Em Junho de 1945, John Von Neumann, ``descreve a arquitectura lógica de uma nova máquina, o EDVAC, que constituirá a base do computador moderno''35. No ano seguinte, todavia, e
após várias tentativas frustradas no sentido da compreensão e
reprodução do sistema nervoso humano, conclui que a análise mais
correcta ao problema configura uma abordagem da base para o topo, pelo que,
se junta ao movimento que outros investigadores haviam já criado,
centrando as suas pesquisas nos bacteriófagos, organismos vivos
substancialmente mais simples.
Porém a investigação de Neumann estava longe de ser
solitária. Alan Turing, terá confidenciado junto dos seus
círculos mais íntimos o projecto último da construção
de um análogo artificial do cérebro humano. Turing vai mesmo mais
longe, apresentando um conjunto concreto de regras a partir do qual sustenta
ser possível à máquina ``pensar'', reproduzir o comportamento
cognitivo humano e, em consequência disso mesmo, ``enganar'' o homem.
Esta formulação ficou celebremente conhecida como o Teste de
Turing36.
Outro matemático, Norbert Wiener do MIT, sistematizou um conjunto de
problemas que haviam sido identificados no controlo das armas de disparo de
longo alcance detectados no contexto da IIa Guerra Mundial. Deste
trabalho nasce, em 1948, a obra que inaugura a ciência cibernética,
a qual retoma um termo grego habitualmente usado para designar a figura de
um piloto/governador. A contribuição desta disciplina introduz o
conceito de feed-back positivo enquanto reforço de um conjunto de
instruções pré-determinadas no sentido de assegurar um controlo
eficaz de máquina e seres humanos.

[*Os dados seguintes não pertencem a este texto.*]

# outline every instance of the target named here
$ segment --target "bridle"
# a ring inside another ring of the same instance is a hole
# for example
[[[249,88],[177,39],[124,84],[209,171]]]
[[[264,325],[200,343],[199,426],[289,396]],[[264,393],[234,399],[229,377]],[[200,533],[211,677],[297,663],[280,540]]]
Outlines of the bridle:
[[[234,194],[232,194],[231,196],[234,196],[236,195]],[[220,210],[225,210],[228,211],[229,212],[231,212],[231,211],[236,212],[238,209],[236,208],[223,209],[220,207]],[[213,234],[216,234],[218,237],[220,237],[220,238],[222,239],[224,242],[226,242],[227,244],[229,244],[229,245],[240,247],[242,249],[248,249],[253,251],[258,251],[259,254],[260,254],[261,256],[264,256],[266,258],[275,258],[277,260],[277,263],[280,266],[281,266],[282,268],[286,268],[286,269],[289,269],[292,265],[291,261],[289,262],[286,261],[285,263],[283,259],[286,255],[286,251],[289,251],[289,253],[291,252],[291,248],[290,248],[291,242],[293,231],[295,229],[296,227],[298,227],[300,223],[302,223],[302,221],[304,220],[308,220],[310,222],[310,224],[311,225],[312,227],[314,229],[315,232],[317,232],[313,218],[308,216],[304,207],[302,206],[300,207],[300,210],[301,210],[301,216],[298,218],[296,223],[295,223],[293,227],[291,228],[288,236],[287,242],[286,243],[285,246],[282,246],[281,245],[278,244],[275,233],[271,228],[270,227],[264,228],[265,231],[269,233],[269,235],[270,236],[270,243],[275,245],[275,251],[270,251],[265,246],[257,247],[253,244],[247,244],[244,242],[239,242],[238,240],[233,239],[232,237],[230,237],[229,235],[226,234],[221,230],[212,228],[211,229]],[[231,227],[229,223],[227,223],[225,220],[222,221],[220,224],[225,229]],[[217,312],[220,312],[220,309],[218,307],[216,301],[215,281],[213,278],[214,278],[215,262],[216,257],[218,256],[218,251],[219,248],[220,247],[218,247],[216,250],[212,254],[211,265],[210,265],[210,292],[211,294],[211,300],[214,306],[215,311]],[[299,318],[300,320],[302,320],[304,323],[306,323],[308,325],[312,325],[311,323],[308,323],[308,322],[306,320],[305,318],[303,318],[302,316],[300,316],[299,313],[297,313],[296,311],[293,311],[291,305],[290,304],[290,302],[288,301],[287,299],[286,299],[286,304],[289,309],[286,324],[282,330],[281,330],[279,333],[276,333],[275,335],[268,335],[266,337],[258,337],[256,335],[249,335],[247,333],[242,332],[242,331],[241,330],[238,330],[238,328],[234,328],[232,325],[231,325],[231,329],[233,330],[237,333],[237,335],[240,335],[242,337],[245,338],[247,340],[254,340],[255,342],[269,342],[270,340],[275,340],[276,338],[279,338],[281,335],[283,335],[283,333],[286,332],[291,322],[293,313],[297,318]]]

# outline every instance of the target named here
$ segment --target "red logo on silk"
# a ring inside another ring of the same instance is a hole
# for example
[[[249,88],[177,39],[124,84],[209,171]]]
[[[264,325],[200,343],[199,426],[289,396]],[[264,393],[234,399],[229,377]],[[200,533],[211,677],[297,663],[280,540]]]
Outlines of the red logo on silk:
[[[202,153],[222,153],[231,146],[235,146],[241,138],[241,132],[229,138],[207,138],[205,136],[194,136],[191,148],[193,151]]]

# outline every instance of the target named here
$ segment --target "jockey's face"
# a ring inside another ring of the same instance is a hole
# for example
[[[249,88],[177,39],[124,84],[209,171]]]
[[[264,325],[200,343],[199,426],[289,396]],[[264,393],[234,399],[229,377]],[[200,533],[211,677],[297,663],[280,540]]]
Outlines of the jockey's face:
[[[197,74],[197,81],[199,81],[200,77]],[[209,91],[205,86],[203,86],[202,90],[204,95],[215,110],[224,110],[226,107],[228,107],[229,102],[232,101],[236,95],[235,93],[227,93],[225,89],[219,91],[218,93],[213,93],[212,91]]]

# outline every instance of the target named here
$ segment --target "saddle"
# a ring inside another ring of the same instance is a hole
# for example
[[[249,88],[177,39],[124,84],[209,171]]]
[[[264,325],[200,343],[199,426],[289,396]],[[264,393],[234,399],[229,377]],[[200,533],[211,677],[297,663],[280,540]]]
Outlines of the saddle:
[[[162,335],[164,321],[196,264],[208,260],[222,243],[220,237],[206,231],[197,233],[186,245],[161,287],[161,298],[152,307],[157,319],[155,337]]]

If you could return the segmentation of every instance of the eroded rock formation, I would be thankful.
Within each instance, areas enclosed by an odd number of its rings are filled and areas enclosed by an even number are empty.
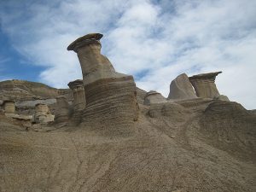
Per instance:
[[[45,104],[37,104],[35,108],[34,122],[38,124],[47,124],[53,121],[55,116],[52,115],[49,108]]]
[[[201,73],[189,77],[189,81],[195,88],[196,96],[202,98],[218,96],[219,93],[215,84],[215,79],[221,73]]]
[[[71,123],[79,125],[81,122],[81,114],[85,108],[85,93],[83,80],[78,79],[68,84],[73,94],[73,113],[71,118]]]
[[[67,98],[65,96],[58,96],[56,101],[57,108],[55,113],[55,122],[67,122],[71,115],[71,109]]]
[[[166,102],[166,99],[155,90],[148,91],[144,97],[144,105],[151,105],[154,103]]]
[[[3,101],[3,110],[5,113],[15,113],[15,102],[11,100]]]
[[[178,75],[170,84],[168,99],[185,100],[197,98],[186,73]]]
[[[68,47],[78,54],[85,91],[86,108],[83,124],[119,126],[138,118],[133,77],[115,72],[109,60],[101,54],[99,33],[78,38]],[[93,124],[91,124],[93,122]]]

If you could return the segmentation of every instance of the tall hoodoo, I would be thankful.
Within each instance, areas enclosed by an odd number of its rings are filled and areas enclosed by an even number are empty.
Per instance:
[[[70,107],[65,96],[56,97],[57,108],[55,113],[55,122],[62,123],[68,121],[70,118]]]
[[[73,113],[70,123],[73,125],[77,125],[81,123],[81,115],[86,105],[84,83],[83,80],[77,79],[69,82],[67,85],[73,90]]]
[[[195,88],[196,96],[202,98],[214,98],[219,96],[215,84],[216,76],[222,72],[201,73],[189,77],[189,81]]]
[[[115,72],[109,60],[101,54],[99,40],[102,36],[90,33],[67,47],[78,54],[83,73],[86,108],[82,122],[127,125],[138,115],[136,84],[132,76]]]

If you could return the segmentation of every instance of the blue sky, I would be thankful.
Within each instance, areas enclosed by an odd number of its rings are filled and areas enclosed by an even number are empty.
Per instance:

Aliás, no capítulo inicial
da sua obra de 1948 Wiener define que ``o propósito da Cibernética é o de desenvolver uma linguagem e técnicas que nos capacitem, de facto, a haver-nos com o problema do controlo e da comunicação em geral, [...]''37. Esta ideia é válida tanto para o homem quanto para as
máquinas por si desenvolvidas.
Gray Walter é outra das referências incontornáveis no âmbito
dos antípodas das criaturas artificiais. O mais famoso de entre todos
os criadores de ``animais'' artificiais, que desenvolveu entre as
décadas de 50 e 60 uma profusão assinalável de criaturas
artificiais, as mais famosas das quais, as tartarugas
cibernéticas.38
A década de 50 marca ainda a afirmação profética de um dos
mais distintos investigadores de uma nova disciplina que, nascida no
contexto da cibernética, rapidamente se viria a assumir enquanto motor
principal da investigação em torno da criação de seres
inteligentes: a Inteligência Artificial. Em 1957 o Prémio Nobel
Herbert Simon sustentou que ``de agora em diante existem no mundo máquinas capazes de pensar, de aprender e de criar. E mais, que o campo das suas possibilidades é levado a alargar-se rapidamente, até ao dia em que -- num futuro não muito distante -- a gama dos problemas que elas estarão aptas a tratar, equivalerá à gama de problemas que podem ser apreendidos pelo espírito humano''.39
Porém, o paradigma da Inteligência Artificial cujo
consenso no seio da comunidade científica foi amplo até
ao início da década de 90, começou, progressivamente,
a ser ultrapassado por outro. Fruto de sucessivos adiamentos e
outras tantas correcções à matriz ideológica e
tecnológica de um projecto que tarda em gerar resultados que
permitam combater alguma desmotivação que se instalou
junto destes cientistas40 , as
gerações mais recentes de investigadores estão a
enveredar por concepções inovadoras e que pressupõem,
não a radical substituição da carne por análogos
cibernéticos, isto é, um efectivo abandono do corpo
carnal/humano/biológico, em favor de uma nova existência
que se dividiria numa imaterialidade a ter lugar dentro dos
computadores com alguns laivos de materialidade que ocorreriam
através do recurso a corpos artificiais vazios (preparados
portanto a receber uma programação ou, se preferirmos, uma
``alma'' humana previamente digitalizada), antes sim, um
upgrading41 , muito
menos radical, mas bem mais eficaz cuja finalidade seria a
optimização de uma carne que, conforme sustenta Stelarc,
está obsoleta.42
A visão inovadora ao problema procura esbater também a profunda
clivagem que representa para a Humanidade a superação do Homem pelo
Homem que não é mais Homem, que é um misto de Homem e de
implantes cibernéticos/tecnologia, que consiste numa amálgama de
interconexões artificiais e orgânicas, resultando num estranho
conjunto de material/imaterial, donde emerge uma existência que não
deixando de ser humana o já não é também na sua totalidade
essencial.
Esta problemática que introduziu a presente
reflexão/investigação entre o artificial e o não artificial
e que ora recuperamos, inscreve-se num registo de procurar aferir até
que ponto é ainda humano o cyborg, à semelhança da análise
concretizada por Giorgio Agamben a propósito do grau de animalidade que
restava ainda numa Humanidade que representava já essa mesma
ascensão a um estádio superior ao da própria animalidade,
afinal, condição primeira de tal existência.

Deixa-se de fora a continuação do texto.